Old funds also have their own problems. The fund is now mostly full of old warehouses. Once the market turbulence, when the old will at one stroke and then drop the Fund's net quite a lot will let you set very distressed. If you Jipatakong afraid stuck, then I suggest you buy a "second new funds" is the stock position is not high not low variety. Example, has just completed a sustained marketing or split funds. The so-called fund split, that is, the original example of a net is more than two money funds, after the split of the net value of 1 yuan is several points of the fund.

Times there is a part of the new fund at the end of storage, the new funds come in to enjoy it after the original position growth. When the market fell, sub-fund positions the new fund is so unlike the old, falling will be less. Compared to what, I think this is a good choice, but it is hard to say is not the best choice. Because in the long term, to buy the old fund and buy a new fund, sub-not very different from the results of the new fund. Sometimes the short-term looks good choice in the long run may not necessarily well, this situation often occurs in the investment field.
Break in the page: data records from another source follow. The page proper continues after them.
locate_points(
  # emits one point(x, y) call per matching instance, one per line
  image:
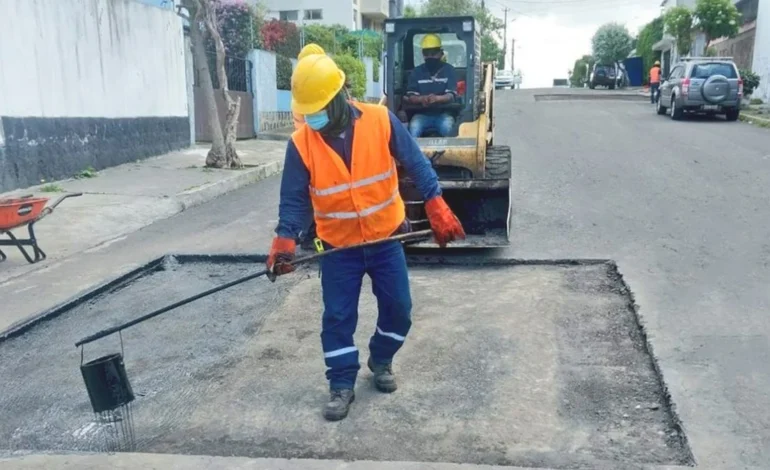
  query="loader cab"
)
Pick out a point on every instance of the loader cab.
point(459, 38)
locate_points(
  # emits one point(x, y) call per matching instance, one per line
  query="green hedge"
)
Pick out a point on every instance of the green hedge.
point(750, 81)
point(355, 72)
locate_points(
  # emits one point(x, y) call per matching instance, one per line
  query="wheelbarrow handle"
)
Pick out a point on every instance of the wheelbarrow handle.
point(419, 235)
point(48, 209)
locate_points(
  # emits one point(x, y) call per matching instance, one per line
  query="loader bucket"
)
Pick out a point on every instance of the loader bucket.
point(482, 205)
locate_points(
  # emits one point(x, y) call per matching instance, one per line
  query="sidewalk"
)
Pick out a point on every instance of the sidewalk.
point(121, 200)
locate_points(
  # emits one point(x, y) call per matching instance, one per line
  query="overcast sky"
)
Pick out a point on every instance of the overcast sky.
point(551, 34)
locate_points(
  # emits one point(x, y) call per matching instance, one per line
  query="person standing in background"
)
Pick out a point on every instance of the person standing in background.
point(654, 82)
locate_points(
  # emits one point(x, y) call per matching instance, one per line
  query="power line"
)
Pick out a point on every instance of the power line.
point(569, 6)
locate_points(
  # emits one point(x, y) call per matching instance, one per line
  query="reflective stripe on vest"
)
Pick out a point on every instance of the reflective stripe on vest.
point(356, 184)
point(363, 213)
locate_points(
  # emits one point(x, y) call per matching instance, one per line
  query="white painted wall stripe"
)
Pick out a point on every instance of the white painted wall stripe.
point(90, 58)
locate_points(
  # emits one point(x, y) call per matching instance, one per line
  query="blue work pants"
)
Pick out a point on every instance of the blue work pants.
point(341, 280)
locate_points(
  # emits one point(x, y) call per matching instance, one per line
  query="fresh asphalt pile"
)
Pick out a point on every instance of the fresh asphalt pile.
point(517, 365)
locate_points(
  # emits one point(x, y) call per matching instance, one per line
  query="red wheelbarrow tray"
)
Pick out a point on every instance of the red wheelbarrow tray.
point(20, 211)
point(26, 210)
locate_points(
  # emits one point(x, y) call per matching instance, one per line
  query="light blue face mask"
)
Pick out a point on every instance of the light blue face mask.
point(317, 121)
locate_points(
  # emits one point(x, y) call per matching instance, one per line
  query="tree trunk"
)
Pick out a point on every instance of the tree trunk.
point(231, 158)
point(217, 152)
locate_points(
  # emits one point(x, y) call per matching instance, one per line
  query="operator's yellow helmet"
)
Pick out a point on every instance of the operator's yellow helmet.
point(431, 41)
point(314, 83)
point(310, 49)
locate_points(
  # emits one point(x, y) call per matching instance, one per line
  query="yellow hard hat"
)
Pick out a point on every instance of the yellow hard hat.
point(431, 41)
point(310, 49)
point(314, 83)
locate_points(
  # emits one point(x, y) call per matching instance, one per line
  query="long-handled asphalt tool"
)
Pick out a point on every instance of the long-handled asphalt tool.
point(107, 381)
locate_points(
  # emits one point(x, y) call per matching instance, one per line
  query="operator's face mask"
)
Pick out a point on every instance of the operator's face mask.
point(317, 121)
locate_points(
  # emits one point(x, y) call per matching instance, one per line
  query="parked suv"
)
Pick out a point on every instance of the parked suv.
point(504, 79)
point(603, 75)
point(706, 85)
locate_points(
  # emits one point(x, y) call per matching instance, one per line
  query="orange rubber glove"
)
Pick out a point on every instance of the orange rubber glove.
point(280, 257)
point(445, 224)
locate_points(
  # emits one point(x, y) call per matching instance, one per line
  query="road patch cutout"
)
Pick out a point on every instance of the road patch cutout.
point(540, 365)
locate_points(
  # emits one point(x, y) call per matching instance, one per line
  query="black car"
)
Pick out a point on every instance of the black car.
point(603, 75)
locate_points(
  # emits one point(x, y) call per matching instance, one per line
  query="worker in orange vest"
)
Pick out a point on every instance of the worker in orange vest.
point(308, 235)
point(311, 49)
point(654, 82)
point(342, 164)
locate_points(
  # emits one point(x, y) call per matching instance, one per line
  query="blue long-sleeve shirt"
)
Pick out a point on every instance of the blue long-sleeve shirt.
point(295, 209)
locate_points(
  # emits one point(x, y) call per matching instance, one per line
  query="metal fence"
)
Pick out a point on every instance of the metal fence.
point(238, 72)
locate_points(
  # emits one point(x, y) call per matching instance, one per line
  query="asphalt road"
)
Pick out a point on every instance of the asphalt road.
point(682, 207)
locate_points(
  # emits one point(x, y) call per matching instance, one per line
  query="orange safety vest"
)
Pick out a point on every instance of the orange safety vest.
point(360, 205)
point(655, 75)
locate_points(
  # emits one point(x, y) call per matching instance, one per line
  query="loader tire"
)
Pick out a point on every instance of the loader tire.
point(498, 164)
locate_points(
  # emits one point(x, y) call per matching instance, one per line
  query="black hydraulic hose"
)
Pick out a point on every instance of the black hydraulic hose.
point(412, 236)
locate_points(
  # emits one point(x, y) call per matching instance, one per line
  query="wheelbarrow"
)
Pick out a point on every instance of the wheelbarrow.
point(25, 211)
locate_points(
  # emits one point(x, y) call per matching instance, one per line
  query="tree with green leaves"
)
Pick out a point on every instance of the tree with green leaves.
point(717, 18)
point(678, 21)
point(650, 33)
point(580, 71)
point(611, 43)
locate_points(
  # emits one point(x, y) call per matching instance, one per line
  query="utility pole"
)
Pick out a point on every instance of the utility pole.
point(505, 34)
point(513, 54)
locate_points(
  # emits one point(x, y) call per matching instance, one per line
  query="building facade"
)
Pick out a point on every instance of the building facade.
point(761, 61)
point(353, 14)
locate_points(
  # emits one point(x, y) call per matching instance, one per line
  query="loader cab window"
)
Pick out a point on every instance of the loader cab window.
point(454, 50)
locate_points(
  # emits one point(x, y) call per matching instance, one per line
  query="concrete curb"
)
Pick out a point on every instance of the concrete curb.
point(240, 178)
point(278, 136)
point(749, 118)
point(169, 461)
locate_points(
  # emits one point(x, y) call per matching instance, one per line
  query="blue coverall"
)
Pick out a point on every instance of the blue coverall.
point(423, 82)
point(342, 273)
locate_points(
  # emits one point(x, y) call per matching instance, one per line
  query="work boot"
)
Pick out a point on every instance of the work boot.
point(384, 379)
point(339, 404)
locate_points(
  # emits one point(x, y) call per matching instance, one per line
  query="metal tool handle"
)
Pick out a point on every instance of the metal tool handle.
point(49, 208)
point(412, 236)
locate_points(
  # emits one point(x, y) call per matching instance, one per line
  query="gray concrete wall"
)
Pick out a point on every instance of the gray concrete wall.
point(267, 114)
point(88, 83)
point(190, 77)
point(761, 61)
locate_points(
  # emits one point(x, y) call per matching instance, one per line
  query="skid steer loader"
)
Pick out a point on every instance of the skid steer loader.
point(474, 174)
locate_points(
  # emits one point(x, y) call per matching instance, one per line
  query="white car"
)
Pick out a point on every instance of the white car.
point(504, 79)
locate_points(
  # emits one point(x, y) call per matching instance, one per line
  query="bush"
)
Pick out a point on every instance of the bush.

Moderator: Many people know to do long-term investment funds, but it seems that the process of doing is not easy, mainly because the volatility of the market for our psychological an impact do you think how long-term investment fund? How can we waver, has been held?

Song Sanjiang: we must first understand the long-term holders of outstanding Fund and the operation of the Fund's results of band exactly how different. In 1965 to 2005 in 41 years time, "Warren" Buffett management of the Fund's assets an average annual rate of 21.5%. Accordance with the compound interest calculation, if the initial 1 million yuan Investment, with a continuous 41 years to obtain 21.5% return, you have total wealth will reach 29.3513 million yuan. If the action taken by band approach to invest in equity funds, can be simplified band operate one of the most simple form, that is, 41 years, there are 21 years to hold equity funds, while the rest of the 20-year cash. Operations through the band can be assumed to hold equity funds to achieve an annual yield of 30% per year, which is equivalent to the average annual income Buffett 150%, should be fairly optimistic assumption. At the same time, we assume an annual cash yield of 2% (this is already far more than the current bank account 0.72% interest rate). Well, according to compound terms, 41 years later, you 1 million investment can only become 3.6812 million yuan. Clearly, if the band operating fund, you can get the original wealth of 29.3413 million yuan into 3.6712 million yuan. This is close to 8:1 contrast inside. This phenomenon is a universal law of investment funds, but also a result of compound growth. If there is no vision, there is not enough for anyone, it is difficult to enjoy long-term investment fund returns.